Because a package itself also acts like a module, it’s possible to import a package directly:

import tiger                        # import the package (__init__.py becomes a module assigned to tiger)

importing with from-import and as

A few variations of the import statement exist for convenience.

Sometimes, you might wish to refer to a module by a name different than its usual name. You can achieve this effect by simply assigning the module object to another name:

import supercalifragilisticexpealadocious
sup = supercalifragilisticexpealadocious

Alternatively, you can use the import statement’s optional as clause. Using import-as not only accomplishes the same thing in one line instead of two, it has the benefit of assigning directly to the name you want without also assigning to the name you don’t:

import supercalifragilisticexpealadocious as sup
sup                                 # the module object
supercalifragilisticexpealadocious  # exception: name undefined

You sometimes might also find it more convenient to have a direct reference to an object from a module:

import lobster
chicken = lobster.chicken
chicken                       # same object as lobster.chicken

The from-import statement is a more compact way of expressing this, except the module object itself is not assigned to a variable:

from lobster import chicken   # imports lobster but assigns its attribute chicken to chicken lobster                       # exception: lobster not found

 

This also works with packages: if lobster were a package and chicken a module, the above would import them but directly assign chicken to chicken.

from duck.hamster.goat import rat   # like import duck.hamster.goat.rat but only assigns rat to rat duck                                # exception: duck not found
hamster                             # exception: hamster not found
goat                                # exception: goat not found

A single from-import statement can assign more than one of a module’s attributes (or a package’s modules) directly into the current scope:

from lobster import turtle, rabbit, jackolope

If you wish to assign an attribute (or module) to a different name, use as:

from lobster import turtle, rabbit as cheetah, jackolope # rabbit gets assigned to cheetah instead of rabbit

Using *, you can assign all of the attributes of a module directly into the namespace without having to list them all:

from lobster import *

(Used on a package, * assigns all of the attributes of that package’s __init__ into the namespace; it does not import the modules of the package.)

Using from-import * is generally considered bad style because it pollutes the namespace with names, many of which you probably won’t use.
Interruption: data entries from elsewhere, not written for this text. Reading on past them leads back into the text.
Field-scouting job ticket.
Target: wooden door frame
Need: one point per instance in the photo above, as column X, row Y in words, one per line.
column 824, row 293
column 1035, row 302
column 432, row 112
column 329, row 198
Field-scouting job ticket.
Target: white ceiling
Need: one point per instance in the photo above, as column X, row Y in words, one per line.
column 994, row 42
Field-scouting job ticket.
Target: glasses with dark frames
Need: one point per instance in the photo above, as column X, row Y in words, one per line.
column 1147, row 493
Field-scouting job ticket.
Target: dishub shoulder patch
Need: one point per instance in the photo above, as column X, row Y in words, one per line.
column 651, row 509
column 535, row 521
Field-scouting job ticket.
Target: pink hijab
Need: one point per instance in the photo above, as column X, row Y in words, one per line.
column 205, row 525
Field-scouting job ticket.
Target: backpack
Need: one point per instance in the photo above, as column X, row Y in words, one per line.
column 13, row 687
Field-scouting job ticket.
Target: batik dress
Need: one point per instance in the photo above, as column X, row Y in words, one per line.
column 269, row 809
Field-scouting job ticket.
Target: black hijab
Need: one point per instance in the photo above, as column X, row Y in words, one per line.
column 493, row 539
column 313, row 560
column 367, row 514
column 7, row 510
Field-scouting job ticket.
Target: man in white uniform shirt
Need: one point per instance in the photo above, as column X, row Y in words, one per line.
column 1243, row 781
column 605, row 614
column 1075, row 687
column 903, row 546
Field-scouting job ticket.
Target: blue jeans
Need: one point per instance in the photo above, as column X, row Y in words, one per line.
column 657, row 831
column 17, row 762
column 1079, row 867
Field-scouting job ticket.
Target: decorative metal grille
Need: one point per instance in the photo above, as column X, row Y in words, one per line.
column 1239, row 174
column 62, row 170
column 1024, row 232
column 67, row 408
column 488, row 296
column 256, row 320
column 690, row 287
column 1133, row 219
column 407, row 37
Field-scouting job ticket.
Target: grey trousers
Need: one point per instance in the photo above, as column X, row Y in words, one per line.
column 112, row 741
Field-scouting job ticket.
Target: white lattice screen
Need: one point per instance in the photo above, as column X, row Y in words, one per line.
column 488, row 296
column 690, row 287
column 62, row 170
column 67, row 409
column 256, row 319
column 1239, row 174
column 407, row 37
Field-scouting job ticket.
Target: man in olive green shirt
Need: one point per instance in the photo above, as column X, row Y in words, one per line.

Still, it can be handy if you’re just experimenting in interactive mode.

Lastly, you can import multiple modules in a single import statement:

import chicken, cow, goose                   # import the modules chicken, cow, and goose
import alligator as roger, horse as kate     # import alligator (assigning it to roger) and horse (assigning it to kate)

relative imports

A . in from-import spares us from having to write out the name of the package that contains the current module:

# assume we’re inside a module of the package tiger.whale
from . import turtle                # from tiger.whale import turtle
from .gerbil.eel import newt        # from tiger.whale.gerbil.eel import newt

Using .. refers to the package above that of the current module:

# assume we’re inside a module of the package tiger.whale
from .. import turtle               # from tiger import turtle
from ..gerbil.eel import newt       # from tiger.gerbil.eel import newt

 

Every additional dot refers to the package one more up the chain:

# assume we’re inside a module of the package tiger.whale.vulture.pig.lemur
from ....gerbil.eel import newt         # from tiger.whale.gerbil.eel import newt

 

By using dots when importing modules of the same package, you make it easier to rename the package or move it to a different directory.